Here are two pictures. Let me know if you see yourself in the background, Ernie :-)
I went to the Pizza Shop tonight with tempered expectations. It exceeded them. When I walked in, I assume it was the owners hanging out and chatting (I was in pretty late on a Tuesday night, around 9pm). Immediately their attention was mine when I walked through the door. I didn't see cheese in their offering, but upon asking they had a whole cheese pie waiting in the wings. They were super friendly about getting my slices ready while I hit the head.
My slices looked about what I expected, twice baked thin new york slices. They were decent size, but perfectly heated. The sauce and cheese were perfect for each other, neither overwhelming the other, but both very contributing to the overall slice. The crust was pretty typical for a twice baked pizza, maybe a bit less charred than the slices I have bought at gioia as hyperbowler mentioned. The cheese/sauce balance made the slice though.
If the owners keep the attention to detail this is a pretty hard pizza slice to beat. Every other east coast style slice place I have been I feel that the attention to detail is lacking, either an underwarmed slice or an overdone one. The slices I got here were perfect. I would recommend it to anyone if the same attention to detail is paid for all slices. I would like to go back and try some of their other offerings, they all looked pretty tasty. I hope this place gains traction.
Dissing Arinell just shows you don't know NYC pizza.
But if this pizza is truly good, theres definitely room for more good slice places in this city where you need to have money to burn or own the real estate to be able to sell something so cheap. I'll have to reserve judgement until I try it since people are always raving about pizza that doesn't fit the bill (much like BBQ).
It may very well match your prototype for the ideal NYC pizza. You should try it out.
Especially for a place that's been open less than a week, they hit the key points for me. It doesn't perfectly match my idealized slice, but enough that I stand behind my recommendation. The Pizza Shop would not be out of place in NY, but as per personal preference: the slices could be larger and allow for a touch more bubbling on the outer rim. They could also use a bit more charring. Not sure what it signifies, but the drippage didn't look orange enough. I didn't look at any mushroom slices, but I'd hope they're marinated rather than fresh.

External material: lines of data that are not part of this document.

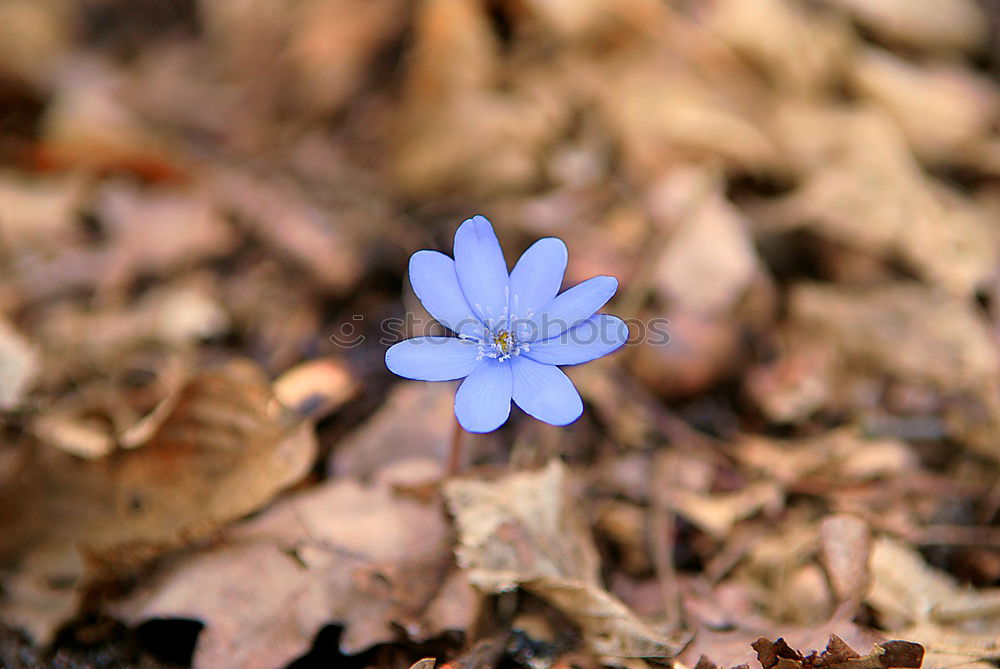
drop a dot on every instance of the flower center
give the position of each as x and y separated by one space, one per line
502 337
503 341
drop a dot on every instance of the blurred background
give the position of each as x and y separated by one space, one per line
808 191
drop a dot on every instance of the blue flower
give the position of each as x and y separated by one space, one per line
513 329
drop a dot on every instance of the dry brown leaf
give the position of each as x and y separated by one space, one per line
843 455
317 387
926 24
727 649
458 127
904 329
174 316
943 109
716 514
35 36
332 44
797 383
156 230
39 214
906 590
285 218
804 51
18 365
219 449
864 189
845 548
88 125
523 531
838 655
600 20
426 663
312 560
416 420
948 647
665 117
710 260
229 440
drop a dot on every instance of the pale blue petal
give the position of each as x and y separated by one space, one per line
482 403
434 280
598 335
482 271
432 358
537 277
573 306
545 392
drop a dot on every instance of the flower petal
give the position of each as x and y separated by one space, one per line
434 280
537 277
482 403
573 306
432 358
598 335
482 271
545 392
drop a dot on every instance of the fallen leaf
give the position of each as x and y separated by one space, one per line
905 590
220 448
904 329
845 549
275 581
926 24
523 531
838 655
317 387
710 260
18 364
298 228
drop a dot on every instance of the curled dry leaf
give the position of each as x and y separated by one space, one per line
223 448
524 531
863 188
313 559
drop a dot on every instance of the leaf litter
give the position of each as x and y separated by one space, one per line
205 214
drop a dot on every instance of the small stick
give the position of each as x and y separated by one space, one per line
455 455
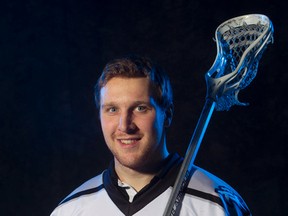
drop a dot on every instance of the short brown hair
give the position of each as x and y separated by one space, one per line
134 66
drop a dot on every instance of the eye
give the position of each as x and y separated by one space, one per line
141 108
111 109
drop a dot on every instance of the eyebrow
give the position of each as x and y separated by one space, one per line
135 103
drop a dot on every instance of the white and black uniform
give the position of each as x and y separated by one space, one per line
106 195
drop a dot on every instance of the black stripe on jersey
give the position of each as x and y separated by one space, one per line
81 193
204 195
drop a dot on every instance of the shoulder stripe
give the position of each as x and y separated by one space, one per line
81 193
204 195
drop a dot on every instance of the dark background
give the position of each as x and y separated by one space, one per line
52 52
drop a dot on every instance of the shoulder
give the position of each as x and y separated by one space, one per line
205 181
93 185
211 189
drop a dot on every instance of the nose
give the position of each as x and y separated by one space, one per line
126 123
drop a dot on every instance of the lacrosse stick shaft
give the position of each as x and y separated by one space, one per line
186 167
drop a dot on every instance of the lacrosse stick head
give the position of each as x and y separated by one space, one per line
241 42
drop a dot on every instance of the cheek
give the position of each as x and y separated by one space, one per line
107 125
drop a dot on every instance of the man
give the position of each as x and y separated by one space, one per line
134 98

Aside from the squareness, which I do at home because I'm lousy at shaping dough, I have no beef with Arinelli's authenticity. Just like SF has places with great burritos and ones better suited to plugging up potholes, NY has good and bad pizza in the local style, and in a style difficult to find outside the northeast.
I would eat at cheap and greasy places like Arinell's as a teenager on Long Island. Just like the superior pizzerias my parents took me to, they'd have the requisite thin and dark crust, whole-milk low moisture mozzarella, not too sweet sauce, and oregano in the sauce and/or on each table. But these lower-tier places would often have overcooked and mealy cheese and a dry crust. Some of the worst slices would snap like matzoh when you folded them, and have no elasticity to hold the molten cheese and orange oil in place. This latter experience has happened to me more than once at Arinells.
Had a cheese and a pepperoni/mushroom slice yesterday.
The mushrooms are not marinated, but are sliced paper-thin. Likewise the pepperoni, and toppings in general are sparse.
Drippings seemed plenty orange to me, and the slices survive folding without cracking, but barely.
Great sauce, flavorful cheese. Wow. I'm no NY pizza expert -- last slice I had in Manhattan was a good 15 years ago -- but this is simply yummy stuff and more satisfying than Arinell.
My house sits about equidistant between Pizza Shop and Pizzahacker. LIfe is suddenly very sweet!